Мы слышали уже это определение из других уст и в другое время.

«Материалистическое мировоззрение, – писал Ф. Энгельс, – означает просто понимание природы такой, какова она есть, без всяких посторонних прибавлений».

Никто не знает, как трудно Павлову дисциплинировать свою мысль, изживать старые психологические понятия. Вчера он долго бился над смыслом некоторых явлений, и какое счастье, что никто его мыслей не подслушал. Брр… Какая психологическая белиберда!

Трудно сказать, для кого – для себя или для помощников – он каждый день вводит новые запреты: такие-то факты оказались неверными, такие-то опыты считать несостоявшимися. Вычеркнуть их из памяти – они ложны! Непослушные помощники награждаются нелюбезными прозвищами. Сам он эти правила неизменно нарушает. Что поделаешь, ему трудно, растут гипотезы, планы, затеи, не всегда вытекающие из проверенных фактов. Плохо, конечно, он и сам понимает, как много от этого вреда. Мысль должна быть устремлена в одну точку.

Напряженно и мучительно рождалась новая наука. Люди изнывали, некоторые не выдерживали. На смену им приходили другие, чтоб из гор шлака добывать крупицу истины. Каждая закономерность бралась с боя после месяцев упорства и труда. Законы угашения временной связи – как будто легкая задача – потребовали пятидесяти тысяч отдельных опытов. Механизм действия брома был определен после десяти тысяч различных экспериментов. И все же люди не отступали, настойчиво добивались ответов у природы.

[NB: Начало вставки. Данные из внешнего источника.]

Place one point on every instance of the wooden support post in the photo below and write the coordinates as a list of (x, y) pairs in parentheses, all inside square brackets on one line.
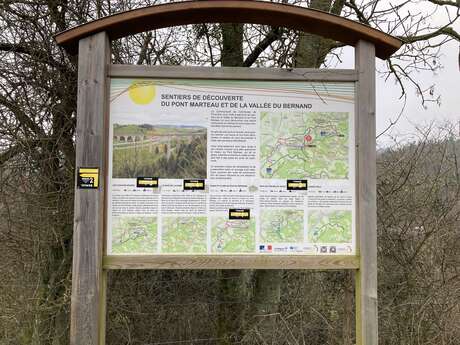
[(88, 280), (366, 275)]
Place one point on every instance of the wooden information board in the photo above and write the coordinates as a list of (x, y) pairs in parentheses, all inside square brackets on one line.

Суровая природа! Миллионы людей вопрошали ее, а многие ли из них получали ответ? Нужны были изумительная ловкость и изобретательность, железные мышцы и воля, чтобы подступиться к ней. У микробиологов были чудесные линзы, отточенные мастерской рукой; у астрономов – зрительная труба, у великих физиков и химиков – иные творения человеческого ума. Как выглядит при этом «инструмент» Павлова – слюнная железа собаки?… Никогда еще в истории науки не решались вопрошать природу при помощи столь своеобразного средства.

С исключительной смелостью Павлов высказывает свое убеждение, что должна быть создана новая, экспериментальная психология и что достигнуть этого возможно средствами слюнных желез. С их помощью он подвергнет анализу высшую нервную деятельность животного, а со временем переберет основные психологические понятия и сопоставит их со всем объективным материалом, докажет, до какой степени они фантастичны и носят грубо эмпирический характер.